In the mice they were studying this only usually happens 2 percent of the time, but Hunt’s team said 40 percent of the eggs were developing these problems.
They spent weeks looking for the cause.
“Nothing turned up. But … I noticed that the plastic cages looked kind of the worst for wear,” Hunt said.
It turned out that a harsh detergent used to clean the cages had broken down the plastic, releasing bisphenol A. Do any of you wash your plastic cups, plates, dishes et cetera? If you do, then you are getting plenty of bisphenol A in your diet.
Hunt’s team deliberately exposed mice to small amounts of bisphenol A for short periods of time and found the abnormalities increased again.
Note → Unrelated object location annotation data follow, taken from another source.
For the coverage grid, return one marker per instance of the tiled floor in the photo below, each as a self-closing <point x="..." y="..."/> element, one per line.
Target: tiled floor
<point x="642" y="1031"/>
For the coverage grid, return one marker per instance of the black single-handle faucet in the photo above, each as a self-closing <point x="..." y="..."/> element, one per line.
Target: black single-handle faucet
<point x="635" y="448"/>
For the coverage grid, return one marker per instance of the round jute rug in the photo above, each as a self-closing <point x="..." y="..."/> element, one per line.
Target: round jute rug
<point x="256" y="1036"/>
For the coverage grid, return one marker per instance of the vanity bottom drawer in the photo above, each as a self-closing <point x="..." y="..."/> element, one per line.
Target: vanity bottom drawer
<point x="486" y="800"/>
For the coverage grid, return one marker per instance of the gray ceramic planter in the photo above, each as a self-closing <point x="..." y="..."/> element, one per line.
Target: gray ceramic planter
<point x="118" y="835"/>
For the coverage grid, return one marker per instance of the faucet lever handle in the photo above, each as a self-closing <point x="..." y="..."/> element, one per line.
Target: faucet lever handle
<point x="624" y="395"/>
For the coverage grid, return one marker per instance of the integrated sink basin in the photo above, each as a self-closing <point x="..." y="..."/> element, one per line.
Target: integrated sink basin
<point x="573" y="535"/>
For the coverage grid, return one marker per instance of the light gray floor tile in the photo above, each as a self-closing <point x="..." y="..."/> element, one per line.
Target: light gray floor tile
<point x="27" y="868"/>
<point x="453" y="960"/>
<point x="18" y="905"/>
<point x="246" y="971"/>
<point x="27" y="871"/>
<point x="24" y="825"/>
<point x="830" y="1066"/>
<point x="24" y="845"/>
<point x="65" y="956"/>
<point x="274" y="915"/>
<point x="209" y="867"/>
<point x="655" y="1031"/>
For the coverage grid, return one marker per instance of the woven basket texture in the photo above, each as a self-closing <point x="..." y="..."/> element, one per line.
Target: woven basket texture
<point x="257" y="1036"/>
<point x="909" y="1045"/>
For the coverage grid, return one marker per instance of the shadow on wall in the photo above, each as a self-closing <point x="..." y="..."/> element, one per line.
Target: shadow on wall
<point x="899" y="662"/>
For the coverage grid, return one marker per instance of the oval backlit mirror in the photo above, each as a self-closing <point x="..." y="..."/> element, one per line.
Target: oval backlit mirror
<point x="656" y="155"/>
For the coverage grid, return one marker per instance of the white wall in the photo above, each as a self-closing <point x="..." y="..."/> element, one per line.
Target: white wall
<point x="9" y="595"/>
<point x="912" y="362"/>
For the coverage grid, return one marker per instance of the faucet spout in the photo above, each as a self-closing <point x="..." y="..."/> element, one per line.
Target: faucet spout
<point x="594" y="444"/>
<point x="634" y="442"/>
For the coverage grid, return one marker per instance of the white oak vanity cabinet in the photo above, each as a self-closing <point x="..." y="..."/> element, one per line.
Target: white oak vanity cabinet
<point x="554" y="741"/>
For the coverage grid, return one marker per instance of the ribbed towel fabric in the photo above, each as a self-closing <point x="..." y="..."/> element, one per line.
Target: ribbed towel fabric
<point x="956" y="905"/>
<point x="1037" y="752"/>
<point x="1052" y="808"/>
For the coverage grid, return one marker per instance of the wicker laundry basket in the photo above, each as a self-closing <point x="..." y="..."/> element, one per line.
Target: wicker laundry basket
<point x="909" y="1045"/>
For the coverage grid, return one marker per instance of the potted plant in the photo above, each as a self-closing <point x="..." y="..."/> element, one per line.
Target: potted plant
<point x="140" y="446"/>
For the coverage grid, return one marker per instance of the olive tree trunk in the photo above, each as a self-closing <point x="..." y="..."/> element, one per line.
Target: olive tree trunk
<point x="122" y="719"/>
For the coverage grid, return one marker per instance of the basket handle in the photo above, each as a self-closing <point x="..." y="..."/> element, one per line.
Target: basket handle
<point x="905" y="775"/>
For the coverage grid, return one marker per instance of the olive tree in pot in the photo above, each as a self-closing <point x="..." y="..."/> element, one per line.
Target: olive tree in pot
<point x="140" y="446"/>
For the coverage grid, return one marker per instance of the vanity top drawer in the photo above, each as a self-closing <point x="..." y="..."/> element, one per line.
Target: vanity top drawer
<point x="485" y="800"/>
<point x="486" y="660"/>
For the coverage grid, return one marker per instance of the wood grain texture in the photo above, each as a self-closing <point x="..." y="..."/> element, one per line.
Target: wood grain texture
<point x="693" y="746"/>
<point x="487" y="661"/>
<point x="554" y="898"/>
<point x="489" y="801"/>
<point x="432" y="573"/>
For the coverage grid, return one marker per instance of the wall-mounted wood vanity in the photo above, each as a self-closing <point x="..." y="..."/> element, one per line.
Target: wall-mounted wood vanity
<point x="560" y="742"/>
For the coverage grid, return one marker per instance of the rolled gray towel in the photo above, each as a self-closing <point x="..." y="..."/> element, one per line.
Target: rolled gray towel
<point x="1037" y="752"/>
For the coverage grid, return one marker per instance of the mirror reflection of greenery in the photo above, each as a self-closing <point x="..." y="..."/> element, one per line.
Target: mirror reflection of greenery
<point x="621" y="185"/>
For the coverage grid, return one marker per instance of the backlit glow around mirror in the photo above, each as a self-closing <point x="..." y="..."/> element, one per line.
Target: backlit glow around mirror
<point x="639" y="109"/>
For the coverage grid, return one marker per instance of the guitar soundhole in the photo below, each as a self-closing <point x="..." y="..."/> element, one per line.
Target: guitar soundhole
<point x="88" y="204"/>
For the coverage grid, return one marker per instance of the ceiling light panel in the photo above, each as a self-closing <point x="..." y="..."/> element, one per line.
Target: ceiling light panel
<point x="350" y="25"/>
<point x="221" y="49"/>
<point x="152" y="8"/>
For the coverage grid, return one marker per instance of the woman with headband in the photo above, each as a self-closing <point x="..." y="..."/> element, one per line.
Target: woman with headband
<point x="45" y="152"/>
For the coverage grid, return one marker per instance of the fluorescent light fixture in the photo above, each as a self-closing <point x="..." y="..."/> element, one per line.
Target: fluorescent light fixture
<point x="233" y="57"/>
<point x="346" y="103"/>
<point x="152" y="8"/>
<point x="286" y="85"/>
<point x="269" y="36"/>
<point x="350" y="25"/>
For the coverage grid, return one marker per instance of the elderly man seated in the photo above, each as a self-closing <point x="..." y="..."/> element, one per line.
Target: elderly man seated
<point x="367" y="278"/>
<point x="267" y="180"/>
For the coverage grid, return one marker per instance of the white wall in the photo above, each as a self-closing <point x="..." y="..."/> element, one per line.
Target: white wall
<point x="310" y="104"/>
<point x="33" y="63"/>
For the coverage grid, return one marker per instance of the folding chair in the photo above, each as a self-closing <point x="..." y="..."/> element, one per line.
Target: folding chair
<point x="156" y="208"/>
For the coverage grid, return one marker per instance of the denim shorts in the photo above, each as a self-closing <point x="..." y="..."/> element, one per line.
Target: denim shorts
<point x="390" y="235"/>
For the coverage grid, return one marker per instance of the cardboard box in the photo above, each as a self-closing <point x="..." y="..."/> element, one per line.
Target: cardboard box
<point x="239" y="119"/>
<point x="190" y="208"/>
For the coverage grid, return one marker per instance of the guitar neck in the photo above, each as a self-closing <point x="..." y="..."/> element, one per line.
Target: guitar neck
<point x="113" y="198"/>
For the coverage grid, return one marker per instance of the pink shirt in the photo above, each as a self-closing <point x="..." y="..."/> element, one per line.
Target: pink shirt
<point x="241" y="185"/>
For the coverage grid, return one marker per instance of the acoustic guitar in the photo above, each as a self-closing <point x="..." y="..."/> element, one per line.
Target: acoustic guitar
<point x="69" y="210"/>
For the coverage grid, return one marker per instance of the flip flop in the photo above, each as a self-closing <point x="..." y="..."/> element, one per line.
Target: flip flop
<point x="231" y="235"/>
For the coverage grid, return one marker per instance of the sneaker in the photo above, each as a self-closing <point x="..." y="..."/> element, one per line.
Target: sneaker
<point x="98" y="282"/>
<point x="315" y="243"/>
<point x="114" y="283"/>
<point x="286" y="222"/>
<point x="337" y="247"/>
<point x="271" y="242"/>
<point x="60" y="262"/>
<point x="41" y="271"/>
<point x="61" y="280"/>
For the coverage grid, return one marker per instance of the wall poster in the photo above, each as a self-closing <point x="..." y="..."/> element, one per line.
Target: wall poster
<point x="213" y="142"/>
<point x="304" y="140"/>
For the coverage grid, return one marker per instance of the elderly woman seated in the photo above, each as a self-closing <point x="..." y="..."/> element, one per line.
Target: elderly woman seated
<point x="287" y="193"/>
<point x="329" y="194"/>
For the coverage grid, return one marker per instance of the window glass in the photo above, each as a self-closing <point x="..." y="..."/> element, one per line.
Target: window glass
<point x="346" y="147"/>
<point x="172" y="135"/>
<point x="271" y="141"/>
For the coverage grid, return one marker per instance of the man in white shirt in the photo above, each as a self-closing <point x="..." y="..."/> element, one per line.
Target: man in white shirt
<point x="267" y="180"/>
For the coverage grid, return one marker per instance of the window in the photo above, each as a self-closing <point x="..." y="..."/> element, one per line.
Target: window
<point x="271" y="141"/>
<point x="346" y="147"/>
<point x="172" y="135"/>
CHEMICALS THAT DISRUPT HORMONES
Many labs are studying the effects of bisphenol A and other chemicals that act as endocrine disruptors — affecting the actions of hormones in the body. Some scientists fear that developing fetuses and young children are especially vulnerable to these effects.
“Pat Hunt hasn’t shown damage in fetuses yet, but it has to be a subject of concern,” said Fred vom Saal, an expert on the effects of toxins on reproduction at the University of Missouri.
“Bisphenol A is one of the most commonly used plastic materials in food containers, in beverage containers. This is a ubiquitous chemical … at least in the developed world. It is one of the top 50 chemicals in production.”
Hunt, who studies the effects of aging on egg cells and fertility, said she was not even looking for chemical influences. “That’s one of the things I think makes our study unusual,” she said.
While the study says nothing about the effects of bisphenol A in humans, Hunt said there is reason to believe they would be similar. The changes in the mice cause aneuploidy — a misalignment of the chromosomes that is seen in human birth defects and miscarriages.
“You don’t wait to prove that it does that in people before you take some regulatory action,” Vom Saal said, adding that he hopes Congress may now agree to fund more studies on the effects of bisphenol A.
“We are talking about these mice essentially drinking out of old baby bottles,” Vom Saal said — noting that hard plastic containers like bottles start leaching bisphenol A when they begin to look cracked or etched. He urged the chemical industry to make more plastic products that do not contain bisphenol A.